After a fruitless trip up ‘1’ for ten miles, looking for a restaurant, I return, settling for whatever tequila, tuna, dates and peanuts remain in the bags. I have effortlessly lost almost two inches from my waist the last month, and there is no reason not to try to maintain my new found weight loss.
I sit by the tent reading in the sunlight until sunset imposes its natural curfew and I am soon asleep.
Baja Report, volume 17
the last (for now)
March 29, 1996
I head North along the Pacific coast, from San Ouintin. 20 km South of Ensenada I decide I have time for a side trip to La Bufadora at Cabo Banda (Punta Banda on some maps). The road follows the bay, past fishing villages, tourist cottages and RV’s, then snakes uphill to the cape area. Dramatic coastal vistas open until I arrive at the commercialized tourist area above the rugged shoreline. La Bufadora is a natural “blow hole,” the ocean swell and a sea cave conspiring to rhythmically shoot a plume of spray straight up like a geyser.
More interesting to me is the gauntlet of market stalls one must pass for two blocks to get to the attraction. Any souvenir you avoided earlier has one last chance to find its way to its eventual dusty closet corner. I have no room for geegaws, but it is fun to shop and people watch. The shopkeepers’ aggressive behavior shouts a strident contrast to the village ethos I have enjoyed the past month.

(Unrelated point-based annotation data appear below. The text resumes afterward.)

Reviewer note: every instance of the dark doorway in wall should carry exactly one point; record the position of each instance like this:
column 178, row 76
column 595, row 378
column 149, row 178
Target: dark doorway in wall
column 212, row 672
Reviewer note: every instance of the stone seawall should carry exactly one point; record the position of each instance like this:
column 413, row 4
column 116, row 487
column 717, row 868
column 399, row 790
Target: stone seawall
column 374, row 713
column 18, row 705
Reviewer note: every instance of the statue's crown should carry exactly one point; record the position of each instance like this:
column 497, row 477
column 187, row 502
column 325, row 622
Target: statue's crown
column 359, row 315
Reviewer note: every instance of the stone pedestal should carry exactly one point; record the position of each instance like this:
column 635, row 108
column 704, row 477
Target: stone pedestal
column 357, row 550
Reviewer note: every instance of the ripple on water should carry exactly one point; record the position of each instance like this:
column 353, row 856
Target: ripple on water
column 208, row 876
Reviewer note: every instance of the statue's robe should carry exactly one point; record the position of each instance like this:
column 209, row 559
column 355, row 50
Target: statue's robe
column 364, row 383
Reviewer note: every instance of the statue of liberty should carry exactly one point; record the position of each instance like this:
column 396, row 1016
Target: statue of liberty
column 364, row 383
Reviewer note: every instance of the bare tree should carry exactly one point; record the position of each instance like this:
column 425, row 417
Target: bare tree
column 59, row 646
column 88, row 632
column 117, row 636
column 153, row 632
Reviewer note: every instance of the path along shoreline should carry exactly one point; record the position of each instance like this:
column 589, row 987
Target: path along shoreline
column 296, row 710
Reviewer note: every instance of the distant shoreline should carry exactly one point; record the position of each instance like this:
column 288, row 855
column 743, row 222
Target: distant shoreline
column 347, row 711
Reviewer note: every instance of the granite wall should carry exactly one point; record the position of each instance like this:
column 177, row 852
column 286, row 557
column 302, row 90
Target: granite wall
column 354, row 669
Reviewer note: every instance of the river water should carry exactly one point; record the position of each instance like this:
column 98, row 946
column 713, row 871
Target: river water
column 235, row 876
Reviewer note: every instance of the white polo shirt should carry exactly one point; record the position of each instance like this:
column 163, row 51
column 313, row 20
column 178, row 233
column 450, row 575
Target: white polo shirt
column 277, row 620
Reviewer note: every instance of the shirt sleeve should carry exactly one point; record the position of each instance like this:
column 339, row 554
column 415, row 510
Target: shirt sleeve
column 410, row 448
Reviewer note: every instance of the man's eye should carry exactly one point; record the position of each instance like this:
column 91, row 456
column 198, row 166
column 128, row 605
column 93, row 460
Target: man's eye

I ride back down the little mountain to the highway, then North to Ensenada where I purchase that last bottle of Tequila to carry across the border. I also buy a liter of 192 proof ethanol for little more than a dollar. No alcohol taxes here. I buy a candy bar from a girl in her twenties who hovers near the store entrance. She speaks perfect English. She is raising money for the alcohol treatment program she is in. I wish her well, feeling more a sense of irony than guilt about the booze I just bought. [A year later half the bottle of 96% alcohol remains. It is clouded with honey from one of my ‘experiments.’]
I take highway 3 to Tecate. Two wineries line the way. I stop at one for the short tour and the free wine tasting. I pick up a bottle for Butch and Esther Hays, then back on the road, which climbs one last low range of mountains, then down to Tecate and the Border. There is both sadness and relief at entering the United States. As I write now, I only feel the sadness. I miss Mexico. I can think of no finer place for a motorcycle camper to hide from the last month of winter.